This is big news for eager fans who were disappointed that the entertainment company and Selma director Ava DuVernay could not settle creative differences in talks last year.
The king of the fictional African nation of Wakanda, he made his first appearance in the Marvel Universe in Fantastic Four #52 in July 1966, and traveled to New York City to join The Avengers in 1968.
“This one is important,” Marvel Studios President Kevin Feige said in Empire Magazine. “Not only do you get an unbelievable lead character, but you also get all of Wakanda, which is a whole new setting and culture to explore.”
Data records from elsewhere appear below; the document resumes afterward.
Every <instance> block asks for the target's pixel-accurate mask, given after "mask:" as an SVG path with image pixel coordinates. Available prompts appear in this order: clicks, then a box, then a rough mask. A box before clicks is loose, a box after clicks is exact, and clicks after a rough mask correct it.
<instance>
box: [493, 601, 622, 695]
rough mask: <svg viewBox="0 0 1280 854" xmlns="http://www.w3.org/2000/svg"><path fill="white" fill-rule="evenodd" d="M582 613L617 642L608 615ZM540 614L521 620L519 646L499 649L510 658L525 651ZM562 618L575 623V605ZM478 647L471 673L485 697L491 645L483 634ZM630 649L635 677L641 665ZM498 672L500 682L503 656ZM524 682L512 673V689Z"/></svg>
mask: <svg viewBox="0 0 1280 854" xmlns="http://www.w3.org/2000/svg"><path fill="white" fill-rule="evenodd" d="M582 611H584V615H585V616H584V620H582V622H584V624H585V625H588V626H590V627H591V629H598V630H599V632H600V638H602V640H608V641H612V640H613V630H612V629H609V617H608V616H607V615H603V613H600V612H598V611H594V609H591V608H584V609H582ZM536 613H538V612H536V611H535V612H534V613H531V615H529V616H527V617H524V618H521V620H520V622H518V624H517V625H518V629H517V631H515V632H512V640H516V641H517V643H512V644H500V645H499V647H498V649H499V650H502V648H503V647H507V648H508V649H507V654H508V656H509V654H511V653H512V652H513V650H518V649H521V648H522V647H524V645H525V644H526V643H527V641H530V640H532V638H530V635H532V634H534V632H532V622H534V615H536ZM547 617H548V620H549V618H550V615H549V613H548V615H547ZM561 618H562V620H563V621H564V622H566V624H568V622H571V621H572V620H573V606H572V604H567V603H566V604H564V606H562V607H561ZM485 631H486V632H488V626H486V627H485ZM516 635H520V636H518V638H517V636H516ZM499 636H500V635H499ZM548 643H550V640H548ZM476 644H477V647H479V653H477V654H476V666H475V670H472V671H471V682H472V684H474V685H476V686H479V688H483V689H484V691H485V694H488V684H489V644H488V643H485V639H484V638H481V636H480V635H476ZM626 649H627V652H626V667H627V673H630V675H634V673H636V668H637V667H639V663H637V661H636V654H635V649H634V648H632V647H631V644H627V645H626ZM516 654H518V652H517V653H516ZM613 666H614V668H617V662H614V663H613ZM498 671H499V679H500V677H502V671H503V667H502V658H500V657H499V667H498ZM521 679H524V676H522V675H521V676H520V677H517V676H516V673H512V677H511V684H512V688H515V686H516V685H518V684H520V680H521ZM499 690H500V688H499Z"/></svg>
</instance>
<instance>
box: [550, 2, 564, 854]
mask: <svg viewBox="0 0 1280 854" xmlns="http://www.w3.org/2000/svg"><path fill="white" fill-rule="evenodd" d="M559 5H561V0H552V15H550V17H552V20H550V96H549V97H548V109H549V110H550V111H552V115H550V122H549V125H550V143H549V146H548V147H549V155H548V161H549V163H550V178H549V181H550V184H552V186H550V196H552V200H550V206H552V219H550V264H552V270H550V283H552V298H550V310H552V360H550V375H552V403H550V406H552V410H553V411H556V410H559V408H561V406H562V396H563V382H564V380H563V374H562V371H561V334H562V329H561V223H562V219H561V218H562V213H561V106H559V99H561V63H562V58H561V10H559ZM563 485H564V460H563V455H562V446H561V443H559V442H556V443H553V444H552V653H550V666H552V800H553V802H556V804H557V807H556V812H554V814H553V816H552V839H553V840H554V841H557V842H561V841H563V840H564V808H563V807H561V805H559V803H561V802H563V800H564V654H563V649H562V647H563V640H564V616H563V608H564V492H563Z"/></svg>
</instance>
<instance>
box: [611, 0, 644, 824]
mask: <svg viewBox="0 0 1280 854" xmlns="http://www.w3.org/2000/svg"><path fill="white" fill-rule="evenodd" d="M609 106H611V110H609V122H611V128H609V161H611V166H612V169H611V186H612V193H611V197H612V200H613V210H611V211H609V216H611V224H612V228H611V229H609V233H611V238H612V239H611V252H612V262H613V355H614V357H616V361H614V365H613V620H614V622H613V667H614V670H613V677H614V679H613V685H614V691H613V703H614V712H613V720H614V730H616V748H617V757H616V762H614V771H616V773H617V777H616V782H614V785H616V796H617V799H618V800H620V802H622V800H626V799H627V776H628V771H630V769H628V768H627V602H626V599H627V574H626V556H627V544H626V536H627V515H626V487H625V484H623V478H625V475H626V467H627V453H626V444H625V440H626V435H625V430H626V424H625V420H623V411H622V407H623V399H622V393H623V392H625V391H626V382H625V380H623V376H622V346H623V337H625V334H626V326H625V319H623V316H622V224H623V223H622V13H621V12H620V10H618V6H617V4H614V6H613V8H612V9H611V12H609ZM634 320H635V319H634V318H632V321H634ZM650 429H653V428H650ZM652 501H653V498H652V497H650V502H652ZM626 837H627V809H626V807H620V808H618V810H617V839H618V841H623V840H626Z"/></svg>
Although he first left the comic pages in a 2011 animated series titled Marvel Knights: Black Panther, voiced by Djimon Honsou (Guardians of the Galaxy), our first look at a live-action Black Panther will be in Captain America: Civil War, out May 6, 2016.
Black Panther’s solo film has been set for several release dates, first
November 3, 2017, then July 6, 2018, and now up to February 16, 2018.
Adapted for screenplay by Joe Robert Cole, Black Panther will chronicle T’Challa’s forced rise from prince to king after his father is treacherously killed.
29-year-old Coogler, an Oakland native, solidified his rising star status in 2013 with Fruitvale Station, starring Michael B. Jordan.
Coogler and Jordan reunited for their latest blockbuster hit (and must-see if you haven’t), Creed, which has earned awards from the African-American Film Critics Association, Boston Online Film Critics Association, Los Angeles Film Critics Association, and National Board of Review.